致密砂岩储层孔隙结构分形特征对气水渗流规律的影响——以苏里格气田东南部桃2区块山1段为例

Influence of pore structure fractal features of tight sandstone reservoir on gas-water seepage law: a case study of Shan 1 Member in Tao 2 block of southeastern Sulige Gas Field

李昊远 庞强 魏克颖 曾源 崔宇翔 朱玉双

西北大学大陆动力学国家重点实验室，陕西 西安 710069 西北大学地质学系，陕西 西安 710069 中国石油长庆油田分公司第三采气厂，内蒙古 鄂尔多斯 017300 中国石油长庆油田分公司第二采气厂，陕西 榆林 718100

State Key Laboratory of Continental Dynamics, Northwest University, Xi′an 710069, China Department of Geology, Northwest University, Xi′an 710069, China； 3.No. 3 Gas Production Plant, Changqing Oilfield Company, PetroChina, Ordos 017300, China   No. 2 Oil Production Plant, Changqing Oilfield Company, PetroChina, Yulin 718100, China

为了研究致密砂岩储层孔隙结构分形特征对气水渗流规律的影响，选取苏里格气田东南部桃2区块山1段8块岩心样品，利用铸体薄片、高压压汞、恒速压汞、气水相渗与真实砂岩模型气水驱替等实验,对不同半径的孔隙结构分形特征与气水渗流特征进行研究。

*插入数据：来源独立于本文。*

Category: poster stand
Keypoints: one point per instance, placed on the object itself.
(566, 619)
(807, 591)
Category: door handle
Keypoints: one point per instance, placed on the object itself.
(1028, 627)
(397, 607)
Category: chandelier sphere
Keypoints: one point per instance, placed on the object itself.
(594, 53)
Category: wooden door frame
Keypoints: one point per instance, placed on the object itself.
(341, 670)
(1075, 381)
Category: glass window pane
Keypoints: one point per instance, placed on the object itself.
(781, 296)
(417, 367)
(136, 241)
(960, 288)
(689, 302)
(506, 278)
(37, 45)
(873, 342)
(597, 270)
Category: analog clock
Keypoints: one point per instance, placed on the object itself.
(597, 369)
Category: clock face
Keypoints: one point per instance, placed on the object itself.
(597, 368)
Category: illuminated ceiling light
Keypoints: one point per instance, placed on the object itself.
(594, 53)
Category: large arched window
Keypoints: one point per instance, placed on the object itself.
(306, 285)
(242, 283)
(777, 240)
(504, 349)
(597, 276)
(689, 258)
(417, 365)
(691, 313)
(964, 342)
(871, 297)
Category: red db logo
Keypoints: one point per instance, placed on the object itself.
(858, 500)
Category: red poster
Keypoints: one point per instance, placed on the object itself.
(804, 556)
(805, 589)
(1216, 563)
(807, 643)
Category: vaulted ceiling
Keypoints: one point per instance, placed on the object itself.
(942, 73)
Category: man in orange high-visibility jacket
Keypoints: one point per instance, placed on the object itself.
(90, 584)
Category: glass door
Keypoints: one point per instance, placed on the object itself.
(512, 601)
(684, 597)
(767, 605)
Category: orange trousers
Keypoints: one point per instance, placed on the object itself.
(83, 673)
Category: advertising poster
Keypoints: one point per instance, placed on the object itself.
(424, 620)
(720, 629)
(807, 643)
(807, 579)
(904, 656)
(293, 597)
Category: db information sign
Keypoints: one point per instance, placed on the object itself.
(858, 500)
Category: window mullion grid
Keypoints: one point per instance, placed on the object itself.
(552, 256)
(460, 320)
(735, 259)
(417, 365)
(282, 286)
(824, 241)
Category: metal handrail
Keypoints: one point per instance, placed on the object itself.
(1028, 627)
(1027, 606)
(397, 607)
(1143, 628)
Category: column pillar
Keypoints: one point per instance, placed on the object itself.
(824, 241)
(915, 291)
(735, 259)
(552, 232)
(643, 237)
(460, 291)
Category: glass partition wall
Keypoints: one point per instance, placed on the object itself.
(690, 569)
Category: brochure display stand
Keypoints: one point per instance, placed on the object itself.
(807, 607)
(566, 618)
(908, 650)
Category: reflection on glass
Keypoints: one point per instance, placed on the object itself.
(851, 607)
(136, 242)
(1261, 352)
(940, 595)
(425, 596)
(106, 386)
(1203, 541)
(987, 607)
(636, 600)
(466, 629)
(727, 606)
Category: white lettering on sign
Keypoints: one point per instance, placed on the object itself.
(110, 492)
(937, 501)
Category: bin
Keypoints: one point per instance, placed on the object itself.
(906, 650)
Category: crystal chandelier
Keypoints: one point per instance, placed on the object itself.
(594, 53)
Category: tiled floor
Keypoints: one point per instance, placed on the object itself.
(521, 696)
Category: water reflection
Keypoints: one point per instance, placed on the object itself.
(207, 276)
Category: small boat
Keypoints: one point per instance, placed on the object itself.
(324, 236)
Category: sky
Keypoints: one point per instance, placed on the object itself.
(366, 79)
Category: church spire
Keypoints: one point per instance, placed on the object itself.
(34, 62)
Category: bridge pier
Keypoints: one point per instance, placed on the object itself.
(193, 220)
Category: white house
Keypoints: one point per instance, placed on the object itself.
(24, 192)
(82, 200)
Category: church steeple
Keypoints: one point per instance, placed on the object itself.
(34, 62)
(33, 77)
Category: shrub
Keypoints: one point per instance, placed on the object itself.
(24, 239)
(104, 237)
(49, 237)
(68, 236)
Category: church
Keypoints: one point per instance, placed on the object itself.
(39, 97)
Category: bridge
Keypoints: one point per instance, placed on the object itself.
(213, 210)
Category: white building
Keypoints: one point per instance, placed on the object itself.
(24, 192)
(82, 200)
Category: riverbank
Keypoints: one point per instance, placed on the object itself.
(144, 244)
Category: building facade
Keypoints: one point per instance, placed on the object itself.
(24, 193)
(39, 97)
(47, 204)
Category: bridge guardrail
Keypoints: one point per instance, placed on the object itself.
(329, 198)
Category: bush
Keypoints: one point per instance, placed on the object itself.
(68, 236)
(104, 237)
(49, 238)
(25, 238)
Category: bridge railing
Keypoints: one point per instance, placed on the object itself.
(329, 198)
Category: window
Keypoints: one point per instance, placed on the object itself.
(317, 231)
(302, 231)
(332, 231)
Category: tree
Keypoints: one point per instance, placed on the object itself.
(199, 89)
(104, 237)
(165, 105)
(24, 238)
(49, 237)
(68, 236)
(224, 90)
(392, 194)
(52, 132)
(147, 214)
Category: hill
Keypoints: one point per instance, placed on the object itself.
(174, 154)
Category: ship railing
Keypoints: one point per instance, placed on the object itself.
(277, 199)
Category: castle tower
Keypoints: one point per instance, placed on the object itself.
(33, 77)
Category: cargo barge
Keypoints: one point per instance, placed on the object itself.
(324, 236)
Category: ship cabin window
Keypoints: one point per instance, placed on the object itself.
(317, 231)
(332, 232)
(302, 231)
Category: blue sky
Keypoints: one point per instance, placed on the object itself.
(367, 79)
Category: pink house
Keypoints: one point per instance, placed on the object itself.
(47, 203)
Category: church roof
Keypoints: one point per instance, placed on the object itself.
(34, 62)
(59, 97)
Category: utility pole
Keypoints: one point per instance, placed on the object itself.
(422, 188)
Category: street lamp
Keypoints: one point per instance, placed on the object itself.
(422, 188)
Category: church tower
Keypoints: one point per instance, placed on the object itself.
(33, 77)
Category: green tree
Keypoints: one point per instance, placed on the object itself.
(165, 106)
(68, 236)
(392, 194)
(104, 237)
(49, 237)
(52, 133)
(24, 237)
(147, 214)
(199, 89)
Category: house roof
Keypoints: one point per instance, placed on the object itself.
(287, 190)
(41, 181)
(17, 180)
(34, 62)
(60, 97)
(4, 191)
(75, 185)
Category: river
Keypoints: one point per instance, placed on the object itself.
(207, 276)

结果表明：山1段储层发育的孔隙类型为残余粒间孔、长石溶孔、岩屑溶孔与晶间孔，喉道类型为缩颈状、片状、弯片状及管束状。采用高压压汞与恒速压汞实验对孔隙结构联合表征，依据样品物性、退汞效率、排驱压力及分选系数等参数，将储层样品划分为Ⅰ类与Ⅱ类。借鉴Hartmann等对孔隙的分类标准，将孔隙分为大孔（半径大于2.5 μm）、中孔（半径0.1~2.5 μm）和微孔（半径小于0.1 μm）。根据分形理论，研究区不同半径孔隙的平均分形维数均在2.2~2.8，大孔的分形维数与渗透率贡献值呈现明显的负相关性，中孔、微孔与渗透率贡献值的相关性弱。气水相渗实验结果表明，研究区样品束缚水饱和度较大，Ⅰ类储层的共渗区明显大于Ⅱ类储层。真实砂岩模型气水驱替实验的驱替形态与不同孔隙类型及其平均分形维数有对应关系。Ⅰ类储层为均匀驱替，Ⅱ类储层为网状驱替和指状驱替。因此，大孔分布频率高及分形维数较低的Ⅰ类储层为致密气藏勘探与开发的主要目标。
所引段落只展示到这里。